At the 3,000-person TPWD, game wardens are the agency’s public face, managing state parks, enforcing hunting and fishing laws and, in recent years, providing border security. That public face, however, remains predominantly white and male—75% of the wardens are white men—in a state where nine out of 10 new residents are minorities.
The Texas Legislature’s black caucus continues to pressure the TPWD over racism allegations lodged by game wardens and their families.
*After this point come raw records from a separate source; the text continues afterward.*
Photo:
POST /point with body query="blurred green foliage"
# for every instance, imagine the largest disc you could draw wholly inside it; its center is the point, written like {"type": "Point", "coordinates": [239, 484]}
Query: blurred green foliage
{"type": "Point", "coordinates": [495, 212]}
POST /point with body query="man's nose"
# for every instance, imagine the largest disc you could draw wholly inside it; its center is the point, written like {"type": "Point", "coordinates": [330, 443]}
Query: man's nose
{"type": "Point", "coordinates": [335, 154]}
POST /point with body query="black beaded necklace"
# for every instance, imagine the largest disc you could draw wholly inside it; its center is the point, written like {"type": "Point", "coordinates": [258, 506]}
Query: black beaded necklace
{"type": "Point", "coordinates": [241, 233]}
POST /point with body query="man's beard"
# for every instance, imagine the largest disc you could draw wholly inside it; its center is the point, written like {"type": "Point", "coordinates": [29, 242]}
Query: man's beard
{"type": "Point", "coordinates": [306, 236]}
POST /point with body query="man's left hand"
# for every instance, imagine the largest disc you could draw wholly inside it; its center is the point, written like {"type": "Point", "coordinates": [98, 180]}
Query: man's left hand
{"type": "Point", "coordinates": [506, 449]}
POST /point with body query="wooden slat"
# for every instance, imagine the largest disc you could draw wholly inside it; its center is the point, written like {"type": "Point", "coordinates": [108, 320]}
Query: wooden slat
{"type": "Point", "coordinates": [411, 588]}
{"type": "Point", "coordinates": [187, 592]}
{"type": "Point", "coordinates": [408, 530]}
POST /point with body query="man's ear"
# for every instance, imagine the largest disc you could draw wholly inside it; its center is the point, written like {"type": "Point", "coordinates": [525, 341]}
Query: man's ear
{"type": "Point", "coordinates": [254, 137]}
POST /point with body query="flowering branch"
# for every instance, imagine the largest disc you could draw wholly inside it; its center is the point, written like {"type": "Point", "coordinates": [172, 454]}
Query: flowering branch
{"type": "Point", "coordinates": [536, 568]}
Additionally, a recent an agency-commissioned study shows that only 1% of game wardens in the TPWD’s 50-year history have been black.
Department spokeswoman Lydia Saldana issued a statement saying the TPWD takes all the complaints “very seriously,” but added, “We know we can do a better job. We know that many of the things that we have done in the past have not been effective. We are committed.”
Note: Changing ais a long-term, difficult process. Employers faced with such a task should build a change- team that includes outside consultants and attorneys. When a culture must change, employees often need to hear the message from new voices.